11 Eylül Saldırısı sonrası dünyayı saran ABD-NATO komutasındaki küresel terör siyaseti insanlığın neredeyse %80’inden fazlasını derin bir yoksulluğa itmiş durumda. Yönü Avrupa ve ABD olmak üzere küresel bir göç dalgası her geçen gün daha da şiddetleniyor. Dünyanın yoksulları zenginliğe ulaşmaya çalışmıyorlar, açlık, savaş ve ölüm coğrafyasından kaçıyorlar. Belki de biraz da bu kaçış hali onların göçle geldikleri yerlere entegre olmaya çalışmalarını değil, tutunabildikleri tek kimlik değişkeni olan din ve etnik kimliklerini koruma çabasına neden oluyor. Göç edenlerin entegre olmaya çalışmamalarını belirleyen bir diğer etken ise kabaca “intikam hissi” olarak tanımlanabilir. “Batılı” olmaya çalışmıyorlar da sanki yoksulluklarının nedeni olarak gördükleri “batı” dan tazminatlarını istiyorlar gibi diyebiliriz.
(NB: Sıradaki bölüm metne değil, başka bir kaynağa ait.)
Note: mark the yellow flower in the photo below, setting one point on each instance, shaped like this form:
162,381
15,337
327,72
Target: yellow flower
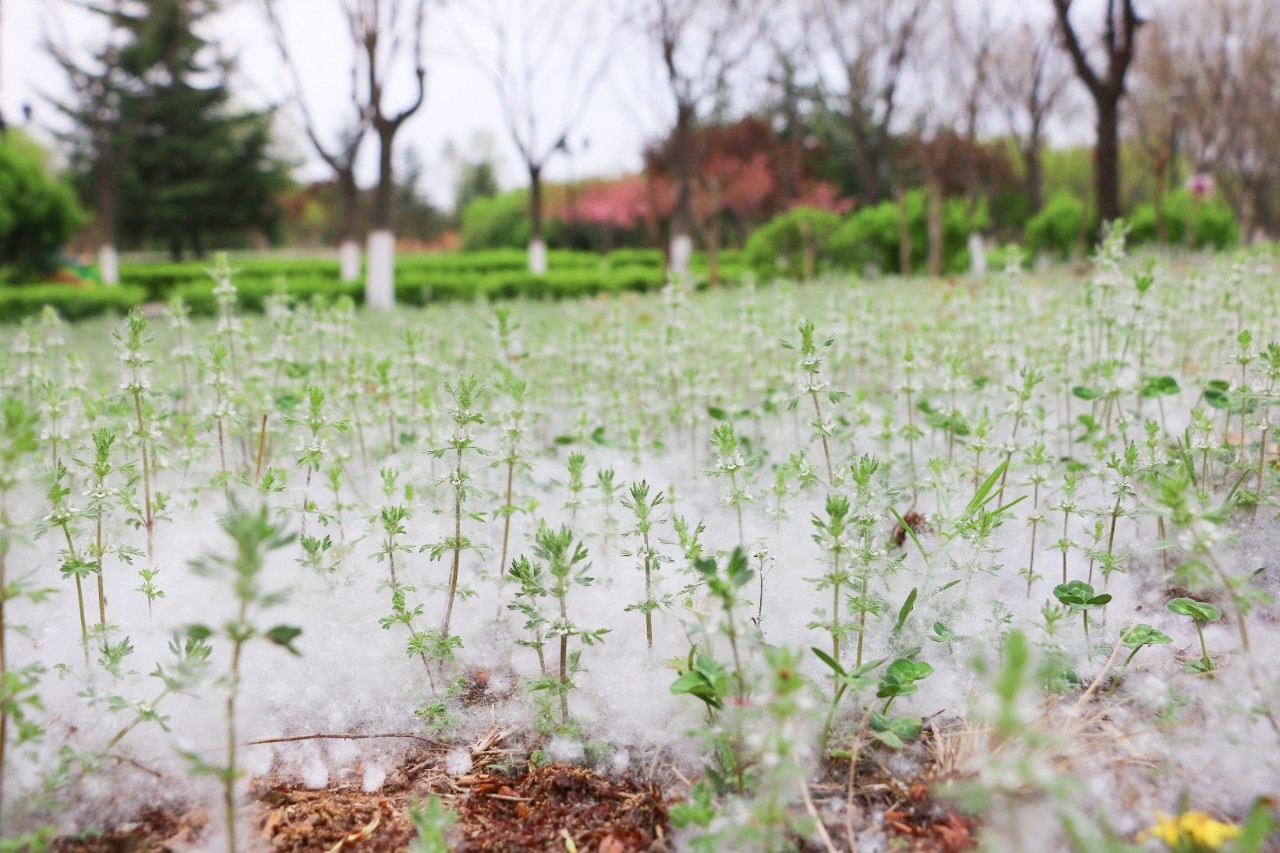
1166,830
1207,833
1192,830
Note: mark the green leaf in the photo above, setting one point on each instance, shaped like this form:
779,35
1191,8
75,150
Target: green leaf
1141,635
828,660
905,610
1201,611
283,635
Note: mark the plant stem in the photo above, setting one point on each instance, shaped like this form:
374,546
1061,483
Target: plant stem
457,543
149,514
862,624
826,451
80,591
648,589
229,775
101,592
1200,632
563,688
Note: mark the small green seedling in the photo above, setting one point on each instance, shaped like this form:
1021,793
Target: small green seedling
900,679
855,679
1079,596
1201,612
705,679
1139,635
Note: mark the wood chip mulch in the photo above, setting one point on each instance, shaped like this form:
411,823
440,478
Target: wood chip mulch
561,807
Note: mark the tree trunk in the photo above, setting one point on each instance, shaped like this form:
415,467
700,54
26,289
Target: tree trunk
348,237
108,261
380,278
809,251
536,242
1159,200
713,235
904,233
682,214
1106,168
936,227
1034,178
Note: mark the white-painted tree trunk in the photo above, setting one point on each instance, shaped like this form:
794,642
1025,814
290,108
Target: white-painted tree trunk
977,254
538,256
108,264
681,254
348,260
380,278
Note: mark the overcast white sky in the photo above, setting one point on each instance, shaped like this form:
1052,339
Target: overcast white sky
460,103
626,110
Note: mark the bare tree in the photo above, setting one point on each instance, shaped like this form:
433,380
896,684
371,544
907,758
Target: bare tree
972,39
1232,104
342,155
1153,112
872,41
383,32
699,44
1107,86
96,86
545,60
1028,81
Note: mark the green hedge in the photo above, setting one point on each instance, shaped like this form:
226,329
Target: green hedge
1211,222
780,246
869,237
252,295
71,302
1056,229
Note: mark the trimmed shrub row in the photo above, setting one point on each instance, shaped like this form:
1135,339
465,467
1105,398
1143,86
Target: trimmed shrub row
71,302
808,240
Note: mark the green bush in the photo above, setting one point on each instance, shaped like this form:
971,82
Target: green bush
871,236
37,213
790,242
1056,228
497,222
252,295
635,258
1211,222
71,302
Göç edenlerin gittikleri yerde ilk karşılaştıkları ise yine kendileri gibi yoksullar. O yoksullar da din ve etnik/milli kimlik dışında “hiçbir varlıkları” kalmamış ya da bitmek üzere olanlar. Bu karşılaşmaların yoksulların yoksulları kırdığı bir ekmek savaşına dönmek üzere olduğu söylenebilir. Ne ki, bu çatışmayı çözebilecek ve yoksulları bir “sınıf” mücadelesine yönlendirebilecek tek güç, tek fikir olan sosyalistler ya hiç yoklar ya da çok ama çok zayıflar.
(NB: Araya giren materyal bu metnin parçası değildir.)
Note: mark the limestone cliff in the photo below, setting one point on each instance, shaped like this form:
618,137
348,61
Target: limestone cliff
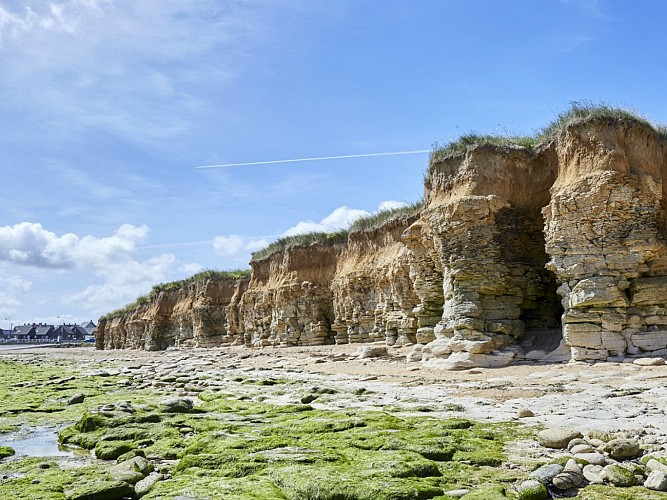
289,298
373,294
202,312
553,249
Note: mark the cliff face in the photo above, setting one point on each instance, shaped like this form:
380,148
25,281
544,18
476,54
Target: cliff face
373,294
202,313
546,253
289,298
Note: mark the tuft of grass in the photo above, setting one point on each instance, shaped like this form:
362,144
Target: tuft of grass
578,112
474,139
583,111
299,240
377,220
208,274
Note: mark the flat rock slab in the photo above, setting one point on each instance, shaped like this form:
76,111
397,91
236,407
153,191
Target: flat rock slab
557,438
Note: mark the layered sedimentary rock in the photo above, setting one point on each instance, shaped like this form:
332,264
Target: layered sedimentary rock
373,294
550,252
289,298
605,234
200,314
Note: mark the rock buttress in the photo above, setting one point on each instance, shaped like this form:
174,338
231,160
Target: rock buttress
605,234
289,300
373,294
478,244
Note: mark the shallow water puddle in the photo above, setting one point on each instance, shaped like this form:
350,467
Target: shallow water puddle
43,443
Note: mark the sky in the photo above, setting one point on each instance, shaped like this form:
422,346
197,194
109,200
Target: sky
108,106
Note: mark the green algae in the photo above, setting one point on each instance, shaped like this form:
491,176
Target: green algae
239,448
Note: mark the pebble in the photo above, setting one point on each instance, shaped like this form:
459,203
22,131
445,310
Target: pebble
557,437
657,481
546,473
570,477
620,449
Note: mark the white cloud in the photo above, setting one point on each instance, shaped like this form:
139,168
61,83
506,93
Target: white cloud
11,293
112,259
129,67
340,218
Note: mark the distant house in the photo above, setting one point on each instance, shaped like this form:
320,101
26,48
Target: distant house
43,333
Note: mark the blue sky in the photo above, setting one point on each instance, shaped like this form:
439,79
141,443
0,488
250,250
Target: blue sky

Bir işim olur ve çalışırsam barınabilecek, aile kurabilecek, çocuk yetiştirebilecek bir gelir elde edebilirim hissiyatı/ inancını taşıyan orta sınıf bile kalmamak üzere. Dünyanın yoksulları için gelecek her ne yaparsa yapsın üstesinden gelemeyeceği bir açlık mücadelesinden başka bir şey vaat edemiyor.

İnsanlığın çok büyük bir çoğunluğu için gelecek, radikal bir belirsizlikten hissinden öte bir duygu, umut ya da düşünce vaat edemiyor. Radikal belirsizlik hissinin kimlik ve bilinci nasıl etkileyebileceği önemli bir soru.